— Olha, esperam-te hoje em casa,
para o jantar.
—Impossível. Não janto fora.
— Abre uma exceção e vai.
— Impossível, já disse. Não insistas.
— Põe de lado a esquisitice e
vai.
— Não é esquisitice, meu caro,
é sibaritismo e prudência. Tenho para mim que comer é uma das boas coisas da
vida.

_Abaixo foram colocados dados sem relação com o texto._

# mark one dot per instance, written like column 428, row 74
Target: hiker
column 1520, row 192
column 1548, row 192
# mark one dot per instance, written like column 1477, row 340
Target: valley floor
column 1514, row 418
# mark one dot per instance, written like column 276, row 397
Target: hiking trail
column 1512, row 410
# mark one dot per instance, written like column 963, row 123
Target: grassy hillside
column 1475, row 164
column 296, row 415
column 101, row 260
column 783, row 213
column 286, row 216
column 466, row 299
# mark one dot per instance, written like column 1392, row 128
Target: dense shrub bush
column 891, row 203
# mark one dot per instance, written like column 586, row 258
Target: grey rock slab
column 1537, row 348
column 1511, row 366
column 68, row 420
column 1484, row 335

Mas comer o que se quer, como se quer, quando se quer. Gosto, por
exemplo, de lombo de porco, mas a meu modo, assado cá dum jeito que sei. Se o
como fora de casa, nunca o tenho ao sabor do meu paladar.

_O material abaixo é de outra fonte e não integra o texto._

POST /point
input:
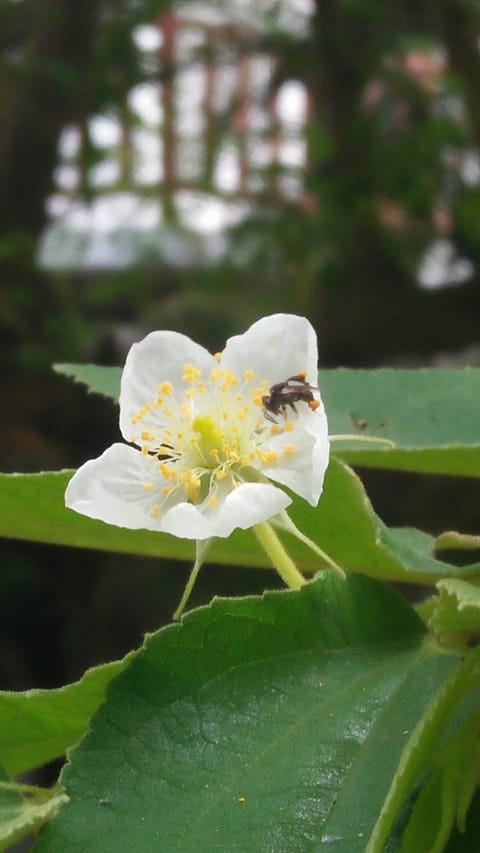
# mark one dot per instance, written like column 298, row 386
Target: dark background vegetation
column 395, row 118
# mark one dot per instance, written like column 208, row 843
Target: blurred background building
column 196, row 166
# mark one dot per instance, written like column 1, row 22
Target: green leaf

Gosto ainda de comer quando tenho
tome. Detesto a horário forçado, almoço às onze, jantar às seis, haja ou não
apetite. Ora, a não ser em minha casa, onde tenho horário, raramente o apetite
coincidirá com o momento do bródio. Esta circunstância aliada ao fato de ser forçado
a comer o que está na mesa e não o que me pede a veneta, leva-me a recusar sistematicamente
convites para jantar.
— Mas, homem de Deus, para
tudo há remédio. Farás tu mesmo o cardápio, darás as receitas e só se porá à
mesa voz do teu apetite.
— Não. Em tua casa são todos
de tal modo amáveis que receio, jantando lá, não chegar à sobremesa sem cometer
um homicídio.
— !!!
— Nunca te contei o meu rompimento
com a família do Melo? Éramos amicíssimos de longos anos, e sê-lo-íamos até
hoje se não fora a minha imprudência aceitando um convite para lá jantar, em
dia de anos da D. Vidoca. Mas cometi-a, e fui. Havia à mesa umas dez pessoas, todas
íntimas, e as filhas, os genros — um povaréu. D. Vidoca, como sabes, é uma criatura
excessivamente amável e nesse dia excedeu-se. Serviu-me sopa, ela própria, mas
carregando a mão como se eu fora um frade borra. Arrepiou-me aquele pantagruelismo
brutal, mas calei a exasperação e ingeri com paciência aquela maranha de fios
amarelos, boiantes num caldo untuoso. Mal absorvera a última colherada, a boa senhora,
sem consulta prévia, atocha feijão num prato e passa-mo.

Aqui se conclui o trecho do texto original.